If silent prayer is not something you’re comfortable with yet, find other materials to provide food for meditation. Some examples include talks from the Fellowship of Catholic University Students “SEEK” conferences, such as “The Hour That Will Change Your Life,” a meditation on the Eucharist by Father Mike Schmitz; “Fearless Hearts,” a talk about womanhood by Sister Mary Gabriel; or “The Gaze That Beckons: Following Jesus Wholeheartedly” by Sister Bethany Madonna, which addresses listening to the voice of Jesus and the invitation of our vocation. Another idea would be to listen to an episode or two of a podcast, such as the Abiding Together and Poco a Poco podcasts. Or you could meditate on passages from spiritual books, such as “Searching for and Maintaining Peace” and “Interior Freedom” by Father Jacques Philippe.

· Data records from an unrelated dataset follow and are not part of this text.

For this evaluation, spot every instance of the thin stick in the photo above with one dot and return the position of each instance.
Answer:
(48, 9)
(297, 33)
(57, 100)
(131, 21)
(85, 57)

Something else that might be helpful is to communicate with your mentor, spiritual director or a priest that you trust in order to have someone guide you through the things that the Lord places on your heart during this retreat. Show them your plans, ask them for advice and suggestions, and share the fruit of your retreat with them. If possible, make an appointment during your retreat to go to confession with your priest, attend daily Mass, or at least spend some time in front of the Blessed Sacrament. The more ways that you can allow grace to enter more fervently and directly into your retreat, the better!
Run to the Lord
While you might not be gathering in a retreat center with a large group of young women, a personal retreat is a small way for you to spend quality time with God. Leave your phone behind, or at least put it on do not disturb. Tell those closest to you when you’ll be unavailable and what you’ll be doing so that they know not to disturb you.
I’ve heard it said many times that we are in unprecedented times, and I would definitely have to agree with that sentiment. But even in unprecedented times, the Lord is still here, present in a unique and special way in each of our hearts. He is beckoning us to be with him and to allow him to speak truth into our lives. Making a personal retreat is the perfect way for the Lord to remind you that you are his daughter, but he is your Father, and that his love for you is unending, even in the face of fear and uncertainty. He is waiting for you, sisters! Run to him.